Da quando è sorto il mercato dei prodotti intellettuali, vale a dire dagli inizi del XIX secolo, è stato il pubblico a determinare non solamente il successo o l’insuccesso di un libro – basti pensare alla desolata lettera di Giovanni Verga all’amico Capuana, nella quale riconosceva che i “Malavoglia” hanno fatto “fiasco, pieno e completo” –, ma anche la sua destinazione dal punto di vista dell’età, della cultura, dello status sociale dei lettori. Sotto questo aspetto, le “Fiabe” dei fratelli Grimm costituiscono forse l’esempio più lampante. Rivolte in principio a un pubblico adulto e di condizione borghese – la tipica famiglia “bieder-meier” tedesca, dai gusti sobri e senza fronzoli –, col tempo sono state lette e interpretate come un monumento della letteratura per l’infanzia, che generazioni di genitori hanno recitato ad alta voce ai loro figli e generazioni di nonni ai loro nipoti.
Perché è accaduto ciò? Come è che ha avuto luogo una simile trasformazione? A chiarirlo è ora l’agile saggio di Niccolò Marzi, edito da nuova immagine e intitolato “in bocca al lupo”. Strutturato in tre capitoli (“Adattamento per bambini di due fiabe scelte”, “L’albero di ginepro e altre venti fiabe di paura”, “Grimm 2.0: adattamenti cinematografici, televisivi e nel Paese del Sol Levante”) e corredato da un ricco e interessante materiale iconografico, il libro di Niccolò Marzi mette bene in evidenza come nelle intenzioni dei fratelli Grimm le fiabe, che nella loro genesi rimandano alla notte dei tempi, fossero destinate a un pubblico adulto e istruito.
La semplicità dei racconti e dello stile, però, fecero in modo che essi venissero trasmessi a piccoli e adolescenti, nei riguardi dei quali svolsero tanto una funzione di intrattenimento quanto di educazione, di formazione. Ciò fece sì che gli aspetti più crudi e crudeli contenuti nella prima edizione (1812) delle “Fiabe” venissero progressivamente esclusi, cancellati, addolciti, determinando una distinzione netta tra suddetta edizione e quella definitiva (la settima) del 1856, che insieme a una certa teatralità della struttura vede smarrirsi la componente più sadica, violenta, sanguinaria delle storie, che non risparmiava neppure personaggi come il principe di Biancaneve, il lupo di Cappuccetto Rosso, le sorelle di Cenerentola. Il passo che segue è tratto dalla “Prefazione” dell’opera.
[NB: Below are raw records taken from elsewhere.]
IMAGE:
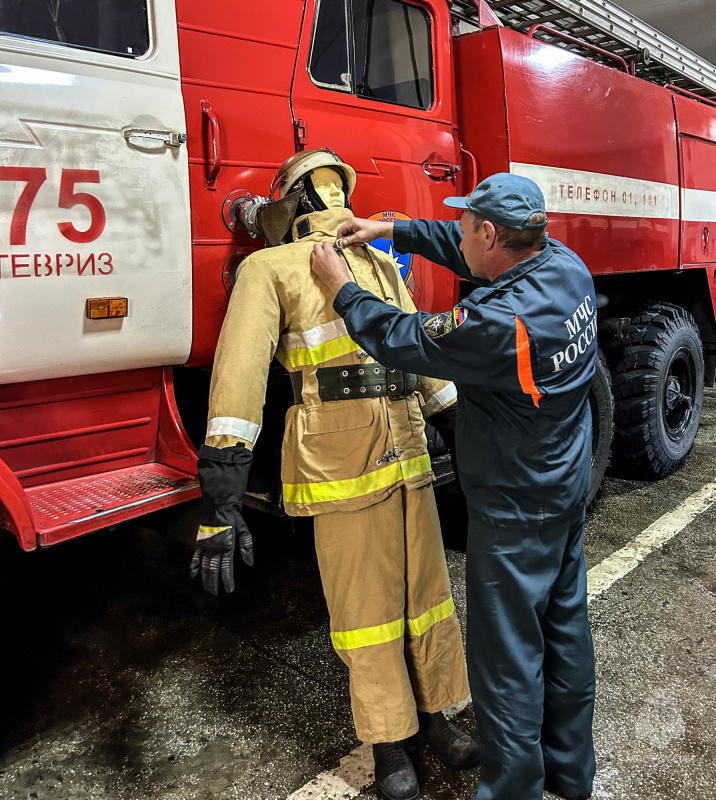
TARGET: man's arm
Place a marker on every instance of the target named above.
(401, 340)
(436, 240)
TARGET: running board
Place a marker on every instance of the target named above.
(66, 509)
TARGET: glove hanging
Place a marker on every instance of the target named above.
(223, 476)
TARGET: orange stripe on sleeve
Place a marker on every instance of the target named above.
(524, 363)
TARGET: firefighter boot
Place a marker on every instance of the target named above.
(394, 772)
(452, 746)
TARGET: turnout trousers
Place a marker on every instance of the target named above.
(392, 614)
(530, 659)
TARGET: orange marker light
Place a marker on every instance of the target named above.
(106, 307)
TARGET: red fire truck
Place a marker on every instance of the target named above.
(129, 127)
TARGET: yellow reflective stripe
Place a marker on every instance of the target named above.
(356, 487)
(415, 466)
(303, 356)
(206, 531)
(419, 625)
(378, 634)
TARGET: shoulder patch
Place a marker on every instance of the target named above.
(441, 324)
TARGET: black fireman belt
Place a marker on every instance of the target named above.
(356, 380)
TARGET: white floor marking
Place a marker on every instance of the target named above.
(619, 564)
(355, 771)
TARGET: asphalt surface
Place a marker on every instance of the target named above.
(123, 681)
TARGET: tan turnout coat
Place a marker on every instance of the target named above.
(336, 455)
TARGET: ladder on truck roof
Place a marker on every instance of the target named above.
(649, 53)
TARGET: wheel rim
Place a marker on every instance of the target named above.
(679, 391)
(595, 425)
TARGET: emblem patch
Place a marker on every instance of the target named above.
(441, 324)
(402, 260)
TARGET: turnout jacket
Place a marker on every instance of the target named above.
(521, 351)
(336, 455)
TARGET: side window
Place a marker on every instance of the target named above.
(379, 49)
(110, 26)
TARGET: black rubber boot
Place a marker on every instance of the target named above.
(553, 787)
(394, 772)
(452, 746)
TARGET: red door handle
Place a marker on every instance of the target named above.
(212, 174)
(468, 187)
(440, 171)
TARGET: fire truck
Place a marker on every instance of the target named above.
(131, 127)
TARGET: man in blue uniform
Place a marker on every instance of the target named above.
(521, 350)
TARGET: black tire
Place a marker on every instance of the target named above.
(601, 404)
(658, 384)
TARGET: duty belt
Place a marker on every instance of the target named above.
(358, 380)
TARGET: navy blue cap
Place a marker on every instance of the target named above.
(504, 198)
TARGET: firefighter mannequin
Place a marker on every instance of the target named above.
(355, 456)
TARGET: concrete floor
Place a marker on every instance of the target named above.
(123, 681)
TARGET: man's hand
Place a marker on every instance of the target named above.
(362, 231)
(329, 266)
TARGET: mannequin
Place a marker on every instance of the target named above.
(355, 457)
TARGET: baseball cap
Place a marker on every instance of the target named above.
(506, 199)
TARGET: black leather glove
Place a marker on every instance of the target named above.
(223, 475)
(444, 423)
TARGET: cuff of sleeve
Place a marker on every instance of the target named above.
(345, 293)
(403, 235)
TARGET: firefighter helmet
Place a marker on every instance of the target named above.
(294, 169)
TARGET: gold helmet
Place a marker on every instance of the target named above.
(294, 169)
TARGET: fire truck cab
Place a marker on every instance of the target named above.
(130, 127)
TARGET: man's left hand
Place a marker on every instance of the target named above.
(329, 267)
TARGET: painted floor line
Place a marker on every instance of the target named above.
(622, 562)
(355, 771)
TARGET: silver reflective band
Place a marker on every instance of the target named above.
(315, 336)
(233, 426)
(446, 395)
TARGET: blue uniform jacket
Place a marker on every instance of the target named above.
(521, 352)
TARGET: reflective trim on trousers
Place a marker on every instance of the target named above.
(357, 487)
(379, 634)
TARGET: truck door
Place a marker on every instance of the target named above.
(373, 82)
(93, 188)
(697, 145)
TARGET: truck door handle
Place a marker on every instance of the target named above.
(440, 171)
(208, 112)
(169, 138)
(473, 166)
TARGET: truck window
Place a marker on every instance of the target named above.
(110, 26)
(383, 54)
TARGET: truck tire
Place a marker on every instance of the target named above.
(658, 383)
(601, 404)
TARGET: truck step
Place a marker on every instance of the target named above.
(66, 509)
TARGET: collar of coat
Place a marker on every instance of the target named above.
(320, 225)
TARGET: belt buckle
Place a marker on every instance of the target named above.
(393, 392)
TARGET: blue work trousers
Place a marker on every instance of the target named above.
(530, 659)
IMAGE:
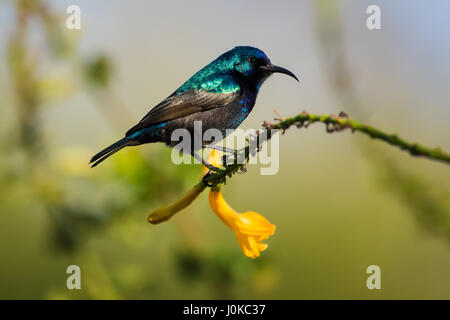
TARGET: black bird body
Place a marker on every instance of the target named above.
(220, 96)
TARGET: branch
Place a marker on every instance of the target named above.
(333, 123)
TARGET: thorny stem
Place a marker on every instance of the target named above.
(333, 123)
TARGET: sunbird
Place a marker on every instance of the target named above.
(220, 96)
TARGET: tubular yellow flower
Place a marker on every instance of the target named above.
(165, 213)
(250, 227)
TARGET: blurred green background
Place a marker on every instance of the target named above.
(341, 202)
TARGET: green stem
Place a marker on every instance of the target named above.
(333, 123)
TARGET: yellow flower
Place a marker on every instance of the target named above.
(250, 227)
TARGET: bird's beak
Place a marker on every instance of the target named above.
(277, 69)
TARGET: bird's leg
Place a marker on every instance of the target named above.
(225, 159)
(220, 148)
(205, 163)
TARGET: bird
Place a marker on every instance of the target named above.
(221, 96)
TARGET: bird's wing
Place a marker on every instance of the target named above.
(212, 92)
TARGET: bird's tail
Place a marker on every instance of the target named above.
(105, 153)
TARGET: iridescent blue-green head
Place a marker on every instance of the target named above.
(248, 64)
“C’era una volta una famiglia che viveva in un piccolo villaggio della Germania. I genitori avevano nove figli e i primi due si chiamavano Jacob e Wilhelm. Quando il padre morì per un’infezione polmonare, la famiglia fu costretta a trasferirsi in un altro villaggio e i due figli maggiori si impegnarono ardentemente per sostenere la madre e il resto della famiglia dal punto di vista economico. Pertanto, si misero a cercare antiche leggende e miti perduti: si imbatterono in streghe malvagie, tiranni prepotenti e maghi diabolici. I feroci nemici avevano poteri straordinari e sembravano invincibili, ma nonostante ciò i due fratelli riuscirono a sconfiggerli relegandoli alla prigionia scritta di un libro fantastico. E così, dopo anni di peregrinazioni e battaglie, vissero felici e contenti di ciò che più gli piaceva, conquistando l’immortalità. I Grimm hanno conquistato veramente l’immortalità grazie alle loro fiabe; e se ci pensiamo bene queste non erano neanche loro, bensì il frutto di racconti provenienti da chissà quale lontana tradizione. Sì, perché se oggi i bambini entrano in contato con le fiabe grazie agli infiniti adattamenti cinematografici e televisivi, una volta erano i genitori di questi a raccontargliele prima di andare a dormire”.